= Daredevil Adventures Vol. 2 No. 2: The Menace Beneath the Sea =

Daredevil Adventures Vol. 2 No. 2: The Menace Beneath the Sea is a 1983 role-playing game adventure for Daredevils published by Fantasy Games Unlimited.

==Plot summary==
Daredevil Adventures Vol. 2 No. 2: The Menace Beneath the Sea includes two adventure scenarios, "The Secret of Tahuka Hiva" and "The Menace Beneath the Sea".

==Reception==
Paul Cockburn reviewed Daredevil Adventures, vol 2, no 2 for Imagine magazine, and stated that "The plotlines are not very startling, but the key elements are simply found by the GM, and there is usually at least one blind alley for the adventurers to follow, but I find with all these games that, in an effort to catch the cliché that epitomises the era, the plots fall into expected grooves, and that most sophisticated players in the '80s will easily see through the deceptions of a more innocent age."

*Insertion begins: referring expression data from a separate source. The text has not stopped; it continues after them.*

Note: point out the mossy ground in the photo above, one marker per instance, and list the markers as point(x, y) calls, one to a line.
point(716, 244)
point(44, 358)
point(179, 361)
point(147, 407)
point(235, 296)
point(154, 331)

Marcus L. Rowland reviewed Daredevils Adventure 2 for White Dwarf #51, giving it an overall rating of 7 out of 10, and stated that "didn't enjoy any of the scenarios as much as I did those included in the game."

William A. Barton reviewed Daredevil Adventures Vol. 2 No. 2: The Menace Beneath the Sea in Space Gamer No. 70. Barton commented that "Overall, Daredevil Adventures, Vol. 2, No. 2, The Menace Beneath the Sea is an excellent set of scenarios and ideas for Daredevils play. Even if you never use the adventures themselves, you'll find a wealth of material for use in your own game."